Lemon trees are prone to pest attacks that range from insects, rodents, bugs, larvae, and gastropods. Pests typically attack the tree’s leaves, fruit, twigs, and stems. Extensive damage can cause stunted growth, leaf fall, and even some citrus tree diseases.
Identifying potential pest incursions early is crucial for effectively controlling them from spreading.
11 common lemon tree pests
Here are the most common pests on lemon trees:
Aphids are small insects that can cause damage to your lemon trees. Aphids attach themselves to leaves, twigs, and other soft tissues where they suck sap from the plant’s phloem.
You can tell if your lemon tree has an aphid infestation by manually inspecting it for insects using a magnifying glass. A sticky goo, also called honeydew, on the plant’s leaves and fruit can also indicate a recent infestation on your lemon trees.

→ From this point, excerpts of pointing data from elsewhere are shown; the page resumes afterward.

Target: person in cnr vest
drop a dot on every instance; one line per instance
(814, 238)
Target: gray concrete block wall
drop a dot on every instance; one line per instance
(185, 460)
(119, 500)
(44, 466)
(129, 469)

Signs of an aphid infestation on your lemon trees include:
- Curling leaves on lemon trees
- Yellowing citrus leaves
- Slowed plant growth
- Stunted and drying shoots
- The presence of soot mold on leaves and fruits
- Sticky substance on the leaves
You can use organic, biological, and chemical control measures to get rid of aphids on your lemon trees. I use Neem oil or a solution of garlic + pepper + vinegar to control these pests.
Here’s a homemade aphid spray recipe for your lemon trees.
- 1 oz of water
- A clove of garlic (15 pieces)
- 1 tablespoon cayenne pepper
- 1 tablespoon vinegar
Slightly crush garlic and add it to a pot with water, cayenne pepper, and vinegar. Boil for about 15 minutes, then cool and strain. Add the solution to a spray bottle with 10ml liquid soap. Spray the infested lemon trees to kill the aphids and their eggs for good.
2. Citrus leaf miner
The citrus leaf miner (Phyllocnistis citrella Stainton) is a small, winged insect that lays eggs on the underside of your lemon tree leaves. Once the eggs hatch, the larvae burrow inside the leaf as they feed on the soft tissue inside the plant.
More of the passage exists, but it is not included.